Négocié après les sanctions occidentales qui ont suivi l’annexion de la Crimée, le « contrat du siècle » (mai 2014) sur la construction d’un grand gazoduc (« Force de Sibérie ») et l’exportation de gaz russe, depuis la Sibérie orientale vers la Chine, a surtout permis à Pékin d’imposer ses conditions. Par ailleurs, les neuf dixièmes de la production russe d’hydrocarbures sont extraits en Sibérie occidentale et ces volumes ne peuvent pas être redéployés vers la Chine (Pékin ne veut pas financer le gazoduc « Force de l’Altaï » qui permettrait d’établir un lien fixe entre Sibérie occidentale et Extrême-Orient). D’une manière générale, les dirigeants chinois considèrent leurs homologues russes comme des partenaires de second rang, et la Russie est considérée comme un réservoir de produits de base, utile également sur le plan diplomatique afin de renforcer les positions chinoises vis-à-vis des Etats-Unis, notamment dans la question des litiges maritimes en mer de Chine méridionale, cette « Méditerranée asiatique ». Bien entendu, Poutine n’ignore pas cela, mais ses priorités géopolitiques sont à l’Ouest : les Russes ont plus besoin de la Chine que la Chine de la Russie. La relation est comparable à un « dos-à-dos », et le sommet sino-russe de Pékin (25 juin 2016), organisé dans le prolongement du sommet de Tachkent (OCS), a confirmé ces convergences géopolitiques.
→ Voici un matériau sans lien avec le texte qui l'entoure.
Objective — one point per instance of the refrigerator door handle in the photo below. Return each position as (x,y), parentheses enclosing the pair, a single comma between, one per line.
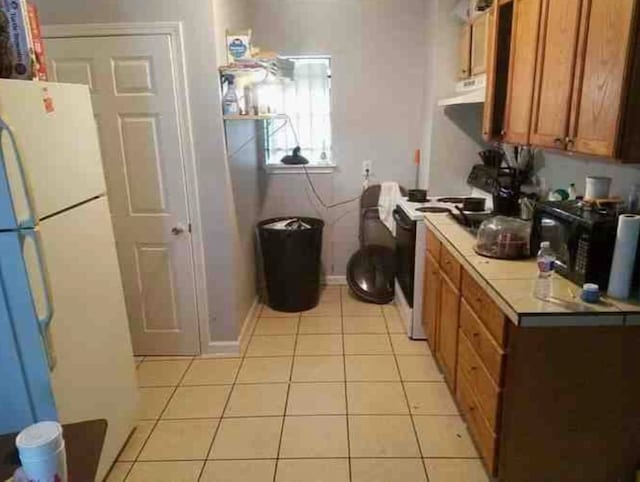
(30,220)
(44,318)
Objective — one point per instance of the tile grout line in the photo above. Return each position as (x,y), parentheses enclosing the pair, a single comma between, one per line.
(406,397)
(233,385)
(157,421)
(346,388)
(286,400)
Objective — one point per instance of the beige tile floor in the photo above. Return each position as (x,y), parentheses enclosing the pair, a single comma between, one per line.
(337,394)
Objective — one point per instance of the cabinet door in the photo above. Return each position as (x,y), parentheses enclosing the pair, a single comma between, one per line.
(492,51)
(447,352)
(522,67)
(605,34)
(480,44)
(431,300)
(555,72)
(464,69)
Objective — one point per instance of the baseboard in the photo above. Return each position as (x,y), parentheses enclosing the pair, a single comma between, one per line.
(236,347)
(335,280)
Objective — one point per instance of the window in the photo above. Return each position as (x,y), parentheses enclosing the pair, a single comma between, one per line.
(307,102)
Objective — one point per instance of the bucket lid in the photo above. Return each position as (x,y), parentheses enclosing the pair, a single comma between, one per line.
(39,439)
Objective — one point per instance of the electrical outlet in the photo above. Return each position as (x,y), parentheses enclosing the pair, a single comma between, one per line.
(367,168)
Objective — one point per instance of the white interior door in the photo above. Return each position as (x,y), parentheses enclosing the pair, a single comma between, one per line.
(94,376)
(133,86)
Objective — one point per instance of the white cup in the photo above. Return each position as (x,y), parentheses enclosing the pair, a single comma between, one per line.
(42,452)
(597,187)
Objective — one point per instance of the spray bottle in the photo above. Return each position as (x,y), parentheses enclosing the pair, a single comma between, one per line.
(230,105)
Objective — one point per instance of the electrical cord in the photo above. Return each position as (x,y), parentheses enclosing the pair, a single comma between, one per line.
(313,187)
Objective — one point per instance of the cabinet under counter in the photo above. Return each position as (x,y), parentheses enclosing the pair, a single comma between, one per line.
(549,390)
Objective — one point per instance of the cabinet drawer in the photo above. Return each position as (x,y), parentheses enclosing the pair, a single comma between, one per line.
(433,245)
(485,438)
(450,267)
(473,370)
(488,351)
(485,308)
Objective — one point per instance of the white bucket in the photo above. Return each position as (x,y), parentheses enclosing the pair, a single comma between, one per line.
(42,452)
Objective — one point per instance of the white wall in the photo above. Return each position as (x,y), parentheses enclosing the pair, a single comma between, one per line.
(560,171)
(378,50)
(218,220)
(452,135)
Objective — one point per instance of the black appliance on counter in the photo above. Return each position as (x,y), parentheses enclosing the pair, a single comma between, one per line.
(583,240)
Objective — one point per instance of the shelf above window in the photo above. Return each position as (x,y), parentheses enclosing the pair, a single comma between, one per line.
(263,117)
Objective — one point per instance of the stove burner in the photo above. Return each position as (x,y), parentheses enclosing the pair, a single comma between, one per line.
(433,210)
(451,200)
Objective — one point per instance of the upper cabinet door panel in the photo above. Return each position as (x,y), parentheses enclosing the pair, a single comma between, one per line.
(524,45)
(602,61)
(554,76)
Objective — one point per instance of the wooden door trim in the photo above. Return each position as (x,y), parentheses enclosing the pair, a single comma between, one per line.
(173,30)
(578,71)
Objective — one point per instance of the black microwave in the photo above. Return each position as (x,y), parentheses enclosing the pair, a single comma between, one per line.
(583,240)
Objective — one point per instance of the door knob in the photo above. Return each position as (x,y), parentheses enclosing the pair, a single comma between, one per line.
(178,230)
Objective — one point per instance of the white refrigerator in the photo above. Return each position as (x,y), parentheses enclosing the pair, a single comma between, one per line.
(65,348)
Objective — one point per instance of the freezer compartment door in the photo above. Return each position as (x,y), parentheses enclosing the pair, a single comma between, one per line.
(25,389)
(56,135)
(16,205)
(94,376)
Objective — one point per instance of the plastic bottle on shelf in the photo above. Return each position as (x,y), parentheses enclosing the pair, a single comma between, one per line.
(230,105)
(546,265)
(633,201)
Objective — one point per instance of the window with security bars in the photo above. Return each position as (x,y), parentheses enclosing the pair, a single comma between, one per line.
(306,100)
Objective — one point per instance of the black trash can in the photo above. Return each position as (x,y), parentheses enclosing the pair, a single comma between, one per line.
(291,253)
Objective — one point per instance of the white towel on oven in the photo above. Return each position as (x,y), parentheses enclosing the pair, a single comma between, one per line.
(389,198)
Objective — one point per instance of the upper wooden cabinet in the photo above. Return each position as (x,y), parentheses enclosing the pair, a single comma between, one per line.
(573,76)
(522,68)
(464,55)
(559,28)
(480,31)
(598,111)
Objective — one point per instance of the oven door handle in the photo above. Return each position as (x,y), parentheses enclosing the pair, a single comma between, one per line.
(400,221)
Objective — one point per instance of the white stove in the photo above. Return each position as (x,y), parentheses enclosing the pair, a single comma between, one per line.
(411,239)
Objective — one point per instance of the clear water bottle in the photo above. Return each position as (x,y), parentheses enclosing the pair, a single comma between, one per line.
(546,264)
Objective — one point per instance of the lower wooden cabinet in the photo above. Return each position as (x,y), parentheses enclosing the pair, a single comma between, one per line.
(431,301)
(447,346)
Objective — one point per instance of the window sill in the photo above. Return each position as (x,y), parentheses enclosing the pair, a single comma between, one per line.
(327,168)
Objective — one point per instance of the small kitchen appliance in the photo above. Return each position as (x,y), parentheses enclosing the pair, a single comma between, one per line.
(504,238)
(583,239)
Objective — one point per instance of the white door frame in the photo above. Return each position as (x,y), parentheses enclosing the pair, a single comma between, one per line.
(174,31)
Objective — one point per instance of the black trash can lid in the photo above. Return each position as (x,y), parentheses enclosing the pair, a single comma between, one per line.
(371,274)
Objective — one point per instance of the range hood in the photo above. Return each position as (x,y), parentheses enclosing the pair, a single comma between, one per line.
(469,91)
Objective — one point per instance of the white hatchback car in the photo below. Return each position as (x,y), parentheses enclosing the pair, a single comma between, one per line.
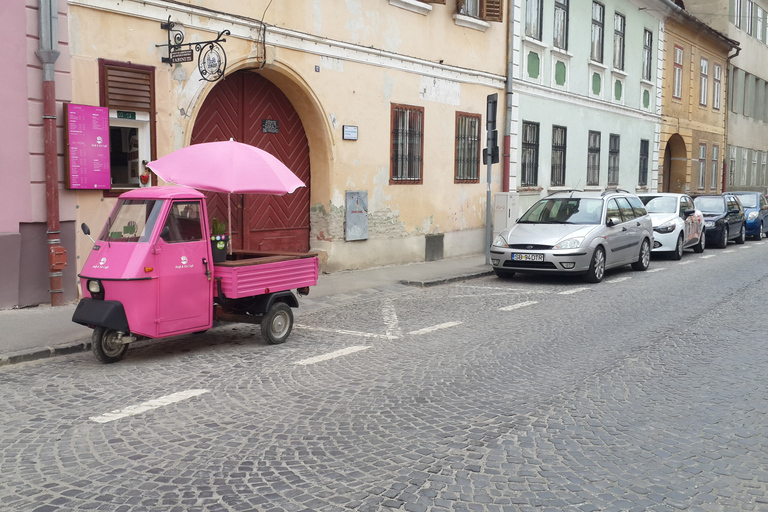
(677,223)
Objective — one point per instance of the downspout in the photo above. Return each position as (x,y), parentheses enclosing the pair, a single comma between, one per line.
(48,53)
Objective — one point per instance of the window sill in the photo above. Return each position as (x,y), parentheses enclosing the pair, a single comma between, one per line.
(470,22)
(413,6)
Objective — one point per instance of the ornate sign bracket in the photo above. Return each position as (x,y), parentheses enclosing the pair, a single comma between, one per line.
(211,59)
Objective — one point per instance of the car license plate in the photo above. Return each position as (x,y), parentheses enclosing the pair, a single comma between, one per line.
(527,257)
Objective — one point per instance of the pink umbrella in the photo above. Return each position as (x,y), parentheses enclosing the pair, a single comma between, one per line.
(227,166)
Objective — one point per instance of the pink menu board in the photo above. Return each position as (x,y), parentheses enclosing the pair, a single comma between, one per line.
(87,140)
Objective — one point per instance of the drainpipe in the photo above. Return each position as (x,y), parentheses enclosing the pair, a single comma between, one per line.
(48,53)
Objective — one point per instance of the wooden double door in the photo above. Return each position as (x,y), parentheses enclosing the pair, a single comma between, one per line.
(249,108)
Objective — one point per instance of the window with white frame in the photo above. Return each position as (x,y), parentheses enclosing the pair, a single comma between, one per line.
(619,28)
(533,19)
(598,22)
(647,57)
(704,82)
(560,38)
(677,84)
(529,164)
(717,87)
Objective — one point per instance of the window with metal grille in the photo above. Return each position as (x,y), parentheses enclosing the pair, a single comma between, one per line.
(467,147)
(560,39)
(619,27)
(642,178)
(559,139)
(530,157)
(613,159)
(407,144)
(598,21)
(647,50)
(593,159)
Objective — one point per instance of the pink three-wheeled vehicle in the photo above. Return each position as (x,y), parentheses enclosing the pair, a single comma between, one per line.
(151,274)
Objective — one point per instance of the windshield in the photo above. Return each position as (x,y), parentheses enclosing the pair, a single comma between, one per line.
(132,220)
(565,210)
(660,204)
(710,204)
(748,200)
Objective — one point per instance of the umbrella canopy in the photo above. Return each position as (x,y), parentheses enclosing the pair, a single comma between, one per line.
(227,166)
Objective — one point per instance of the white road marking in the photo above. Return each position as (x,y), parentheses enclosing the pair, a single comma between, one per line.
(148,406)
(435,328)
(575,290)
(519,305)
(332,355)
(345,331)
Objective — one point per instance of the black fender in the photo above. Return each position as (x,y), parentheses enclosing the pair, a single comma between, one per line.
(101,313)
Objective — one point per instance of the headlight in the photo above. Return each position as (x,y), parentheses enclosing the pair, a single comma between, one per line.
(569,243)
(667,227)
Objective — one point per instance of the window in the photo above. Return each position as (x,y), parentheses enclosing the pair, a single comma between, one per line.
(704,82)
(677,87)
(559,134)
(642,179)
(716,87)
(619,27)
(561,24)
(533,19)
(467,147)
(613,159)
(647,50)
(530,157)
(407,144)
(593,159)
(598,20)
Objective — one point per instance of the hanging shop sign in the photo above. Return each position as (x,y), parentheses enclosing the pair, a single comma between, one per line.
(211,57)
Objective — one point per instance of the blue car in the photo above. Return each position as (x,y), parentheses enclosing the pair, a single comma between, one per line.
(756,210)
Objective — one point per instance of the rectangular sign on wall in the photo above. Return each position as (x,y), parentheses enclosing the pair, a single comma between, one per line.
(86,133)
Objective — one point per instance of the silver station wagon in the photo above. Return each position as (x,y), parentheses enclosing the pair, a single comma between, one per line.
(577,232)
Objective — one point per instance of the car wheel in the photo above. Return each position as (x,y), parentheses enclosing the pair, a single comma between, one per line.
(644,258)
(678,252)
(724,239)
(742,235)
(596,267)
(699,247)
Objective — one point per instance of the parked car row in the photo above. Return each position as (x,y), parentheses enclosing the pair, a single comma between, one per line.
(587,233)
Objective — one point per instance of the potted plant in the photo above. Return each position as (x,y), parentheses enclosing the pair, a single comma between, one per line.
(219,240)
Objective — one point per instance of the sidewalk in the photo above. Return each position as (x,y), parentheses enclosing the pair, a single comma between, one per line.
(44,331)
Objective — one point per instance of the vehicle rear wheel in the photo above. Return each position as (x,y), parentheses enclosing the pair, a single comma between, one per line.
(699,247)
(105,345)
(596,267)
(500,272)
(742,235)
(678,252)
(644,258)
(277,323)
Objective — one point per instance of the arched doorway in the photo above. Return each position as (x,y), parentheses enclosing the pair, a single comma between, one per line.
(249,108)
(675,175)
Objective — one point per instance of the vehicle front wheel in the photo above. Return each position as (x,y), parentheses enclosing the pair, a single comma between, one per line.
(742,235)
(105,345)
(699,247)
(277,323)
(500,272)
(596,267)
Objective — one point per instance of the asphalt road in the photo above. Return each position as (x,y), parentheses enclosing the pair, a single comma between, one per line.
(643,392)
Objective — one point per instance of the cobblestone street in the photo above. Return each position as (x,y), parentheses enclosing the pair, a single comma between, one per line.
(644,392)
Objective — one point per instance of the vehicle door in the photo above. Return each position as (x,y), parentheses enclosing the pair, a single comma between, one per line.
(185,291)
(619,237)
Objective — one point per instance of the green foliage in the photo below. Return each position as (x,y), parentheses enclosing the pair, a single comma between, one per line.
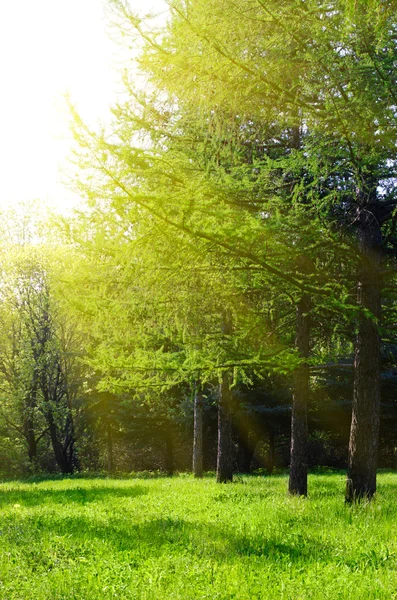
(183,538)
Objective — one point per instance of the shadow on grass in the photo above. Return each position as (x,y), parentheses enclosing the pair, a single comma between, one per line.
(77,495)
(162,537)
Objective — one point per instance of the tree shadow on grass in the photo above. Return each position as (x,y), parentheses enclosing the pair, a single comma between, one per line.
(159,537)
(78,495)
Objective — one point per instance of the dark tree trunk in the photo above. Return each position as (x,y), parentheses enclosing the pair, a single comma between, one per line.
(30,439)
(110,447)
(246,451)
(301,380)
(225,456)
(271,454)
(364,432)
(63,450)
(169,452)
(198,433)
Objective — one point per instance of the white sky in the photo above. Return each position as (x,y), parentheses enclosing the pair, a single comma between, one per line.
(47,48)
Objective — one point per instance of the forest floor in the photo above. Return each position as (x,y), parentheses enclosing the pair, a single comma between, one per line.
(155,538)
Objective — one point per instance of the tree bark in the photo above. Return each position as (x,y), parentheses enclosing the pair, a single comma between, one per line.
(110,447)
(301,383)
(271,454)
(198,433)
(364,432)
(169,452)
(224,467)
(30,438)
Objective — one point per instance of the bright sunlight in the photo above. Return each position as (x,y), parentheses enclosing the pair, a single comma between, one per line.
(49,48)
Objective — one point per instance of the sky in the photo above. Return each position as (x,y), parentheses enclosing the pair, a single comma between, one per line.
(49,48)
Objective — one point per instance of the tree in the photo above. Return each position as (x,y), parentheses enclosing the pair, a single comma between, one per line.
(330,75)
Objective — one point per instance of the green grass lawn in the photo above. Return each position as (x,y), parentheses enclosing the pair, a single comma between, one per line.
(181,538)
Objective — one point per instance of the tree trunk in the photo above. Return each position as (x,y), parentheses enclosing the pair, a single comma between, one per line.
(198,433)
(271,454)
(224,467)
(30,439)
(301,383)
(246,451)
(169,452)
(110,447)
(364,432)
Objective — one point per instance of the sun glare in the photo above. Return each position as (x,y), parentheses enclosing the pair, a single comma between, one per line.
(49,48)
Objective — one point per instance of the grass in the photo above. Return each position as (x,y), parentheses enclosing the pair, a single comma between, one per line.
(181,538)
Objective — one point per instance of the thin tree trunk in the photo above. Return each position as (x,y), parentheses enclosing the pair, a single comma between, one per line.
(301,383)
(246,451)
(364,432)
(271,454)
(224,467)
(110,447)
(31,439)
(198,433)
(169,452)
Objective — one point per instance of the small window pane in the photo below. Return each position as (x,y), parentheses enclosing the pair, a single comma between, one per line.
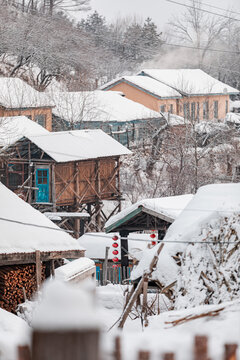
(40,119)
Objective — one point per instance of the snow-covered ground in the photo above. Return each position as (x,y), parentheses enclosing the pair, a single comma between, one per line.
(160,337)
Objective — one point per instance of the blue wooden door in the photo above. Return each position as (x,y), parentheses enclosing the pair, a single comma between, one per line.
(42,183)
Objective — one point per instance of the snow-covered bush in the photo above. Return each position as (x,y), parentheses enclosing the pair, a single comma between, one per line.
(210,269)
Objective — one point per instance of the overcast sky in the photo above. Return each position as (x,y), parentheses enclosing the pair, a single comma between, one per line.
(159,10)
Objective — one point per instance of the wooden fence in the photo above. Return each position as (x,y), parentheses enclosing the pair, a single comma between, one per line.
(90,344)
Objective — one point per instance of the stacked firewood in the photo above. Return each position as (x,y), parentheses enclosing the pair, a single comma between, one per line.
(17,283)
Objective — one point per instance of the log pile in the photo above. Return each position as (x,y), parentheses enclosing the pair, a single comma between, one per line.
(17,283)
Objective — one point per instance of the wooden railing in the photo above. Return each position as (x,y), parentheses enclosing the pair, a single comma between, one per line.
(90,342)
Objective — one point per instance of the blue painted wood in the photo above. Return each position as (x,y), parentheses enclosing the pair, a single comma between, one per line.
(42,182)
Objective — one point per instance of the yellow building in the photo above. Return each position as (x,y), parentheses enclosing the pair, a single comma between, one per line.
(190,93)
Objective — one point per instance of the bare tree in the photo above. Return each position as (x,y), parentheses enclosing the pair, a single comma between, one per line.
(198,29)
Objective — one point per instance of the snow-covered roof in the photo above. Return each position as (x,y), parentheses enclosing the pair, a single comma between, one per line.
(96,243)
(233,118)
(14,332)
(99,106)
(17,237)
(64,146)
(168,207)
(15,93)
(190,81)
(209,203)
(15,127)
(148,84)
(234,105)
(74,268)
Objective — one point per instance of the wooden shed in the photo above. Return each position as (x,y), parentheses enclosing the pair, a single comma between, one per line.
(148,214)
(17,98)
(31,246)
(125,120)
(65,171)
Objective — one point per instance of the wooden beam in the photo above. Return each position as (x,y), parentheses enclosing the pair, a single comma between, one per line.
(53,186)
(26,258)
(38,269)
Ces convergences sino-russes mettent Moscou en porte à faux avec les autres acteurs étatiques de la zone Asie-Pacifique et limitent la possibilité d’un retour sur la « grande scène asiatique ». Les pays de l’Association des Nations d’Asie du Sud-Est (ASEAN) s’inquiètent de l’expansion et des revendications chinoises sur la « Méditerranée asiatique », et ils cherchent des réassurances du côté des Etats-Unis. Le Vietnam lui-même, fortement lié à la Russie par des achats militaires, se rapproche de Washington, et le président américain, Barack Obama, a récemment annoncé la levée de l’embargo sur les armes à destination de ce pays. En Asie du Nord-Est, les rapports avec le Japon achoppent sur la question des Kouriles. Avec la Corée du Nord, les relations sont ambivalentes et Moscou, malgré quelques velléités dans les années 2000, ne peut jouer le rôle de « facilitateur » entre les deux Etats de la péninsule coréenne. Si l’on élargit le champ d’analyse, il faut y intégrer l’Union indienne, dont la diplomatie relance l’idée d’un « bassin Indo-Pacifique », un concept qui lie l’océan Indien et l’océan Pacifique. Héritage de la Guerre froide et du « neutralisme bienveillant » d’Indira Gandhi, la coopération russo-indienne est étroite. Cela ne va pas sans contradiction avec le rapprochement sino-russe, alors que Pékin resserre en parallèle son alliance avec Islamabad. Notons que l’Inde et le Pakistan devraient intégrer l’OCS (signature d’un mémorandum sur cette adhésion, le 24 juin 2016, à Tachkent). Plus que la Chine, la Russie a intérêt à renforcer ce forum diplomatique, de manière à encadrer la puissance chinoise et à pouvoir manœuvrer entre ses « partenariats » contradictoires. Enfin, les relations indo-russes ne sont pas exclusives et le jeu diplomatique est ouvert.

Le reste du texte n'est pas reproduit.